Interview zur U20-Weltmeisterschaft Justus Böttner: „Ich will die große Bühne nutzen, mich von meiner besten Seite zeigen und Eindruck hinterlassen“

Justus Böttner ist der einzige Spieler eines Oberligisten, der es in den WM-Kader der deutschen U20-Nationalmannschaft geschafft hat.
Foto: Wannemacher

Wenn die deutsche U20-Nationalmannschaft am Sonntag um 20.00 Uhr deutscher Zeit in Edmonton gegen Finnland die Weltmeisterschaft eröffnet, wird auch Justus Böttner mit von der Partie sein. Der 19-jährige Verteidiger steht normalerweise für die TecArt Black Dragons Erfurt in der Oberliga Nord auf dem Eis. Erst bei einem Vier-Nationen-Turnier in Norwegen im November feierte der gebürtige Arnstädter sein Debüt in der Juniorennationalmannschaft. Im Interview spricht Böttner über seinen durchaus ungewöhnlichen Weg ins DEB-Team, seine etwas überraschende Nominierung und seine Ziele für die Weltmeisterschaft.

Herr Böttner, Sie haben es als einziger reiner Oberligaspieler in den finalen WM-Kader geschafft. Macht Sie das besonders stolz?
Justus Böttner: „Das stimmt. Das ist definitiv etwas Besonderes. Es zeigt aber, dass der Weg auch über die Oberliga möglich ist, wenn man viel Eiszeit bekommt und gute Leistungen abliefert.“

Haben Sie in den vergangenen Wochen ernsthaft daran geglaubt, nominiert zu werden?
Böttner: „Als ich im November beim Vier-Nationen-Turnier in Lillehammer dabei sein durfte und anschließend gutes Feedback erhalten habe, wurde das Ganze für mich realer. Ab da habe ich auch daran geglaubt, dass ich für die WM nominiert werde. Spätestens mit der Nominierung für den Vorbereitungslehrgang in Füssen hat sich das weiter verfestigt und jetzt bin ich einfach mega happy, dass ich dabei bin.“

Wie groß wird die Herausforderung, gegen die besten Spieler der Welt aus dem eigenen Jahrgang zu spielen? Teilweise geht es ja gegen Akteure, die sogar schon in der NHL auf dem Eis standen…
Böttner: „Das wird auf jeden Fall ein sehr, sehr spannender Vergleich. Gerade von der Schnelligkeit her wird das bestimmt eine große Umstellung werden. Ich bin gespannt, wie groß diese Unterschiede letztlich tatsächlich sein werden. Da werde ich definitiv viele neue Erfahrungen sammeln. Das Gleiche gilt übrigens auch für das Spiel auf der kleineren Eisfläche.
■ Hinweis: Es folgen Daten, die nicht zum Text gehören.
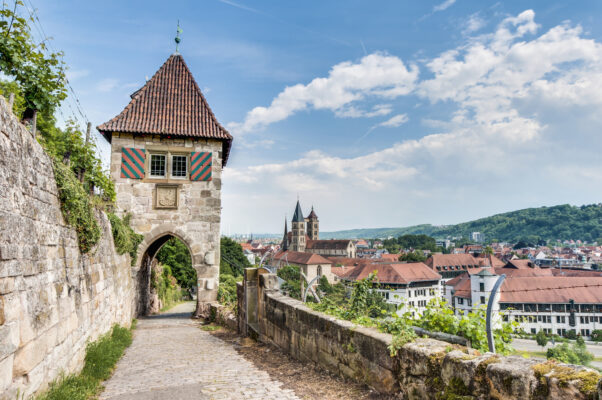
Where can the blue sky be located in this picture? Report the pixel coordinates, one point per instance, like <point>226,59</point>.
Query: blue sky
<point>379,113</point>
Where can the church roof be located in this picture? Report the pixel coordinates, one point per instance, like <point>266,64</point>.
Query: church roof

Ich habe mir von einem Freund, der schon Erfahrungen damit hat, ein paar Tipps geholt, aber selbst, habe ich bisher nur auf der größeren Eisfläche gespielt.“

Wurden Sie von U20-Bundestrainer Tobias Abstreiter auch in der Oberliga beobachtet?
Böttner: „Zu Gast in Erfurt war er meines Wissens nicht. Für den ersten Kontakt hat mein Trainer in Erfurt Raphael Joly gesorgt. Er hat mich im vergangenen Jahr mal auf das Thema angesprochen. Zunächst habe ich nicht wirklich daran geglaubt, dass es möglich ist, als Oberligaspieler in die Nationalmannschaft zu kommen. Er hat aber den Kontakt zu Herrn Abstreiter hergestellt und blieb hartnäckig. Irgendwann sollte ich dann mal ein Video mit einigen guten Szenen von mir schicken. Daraufhin wurde ich dann auch für das Turnier in Lillehammer eingeladen. Zusammengefasst kann man also sagen, dass ich es auch meinem Vereinstrainer zu verdanken habe, dass ich nun bei der WM dabei sein darf.“

Welche Trainingseindrücke haben Sie bisher?
Böttner: „Wir verstehen uns alle sehr gut. Das sind alles super Kerle um mich herum. Und auch aus den Trainingseinheiten kann ich sicherlich zahlreiche neue Erfahrungen mitnehmen.“

Wie lauten die Ziele für die WM?
Böttner: „Wir wollen auf jeden Fall erneut das Viertelfinale, sprich die K.-o.-Runde, erreichen. Außerdem geht es natürlich immer darum, Eindruck zu hinterlassen. Deutschland wird ja von manchen Eishockeynationen immer noch etwas belächelt. Wir wollen unseren Teil dazu beitragen, den Ruf vom deutschen Eishockey weiter zu verbessern.“

Und aus persönlicher Sicht?
Böttner: „Zunächst will ich mir so viel Eiszeit wie möglich erarbeiten und dann der Mannschaft natürlich bestmöglichst helfen. Darüber hinaus will ich die große Bühne natürlich auch mit Blick auf meine weitere Karriere nutzen, mich von meiner besten Seite zeigen und ebenfalls Eindruck hinterlassen.“

Interview: Sebastian Saradeth

Alle Informationen zum Start der U20-Weltmeisterschaft am kommenden Sonntag finden Sie auch in unserer aktuellen Printausgabe, die seit Dienstag am Kiosk erhältlich ist.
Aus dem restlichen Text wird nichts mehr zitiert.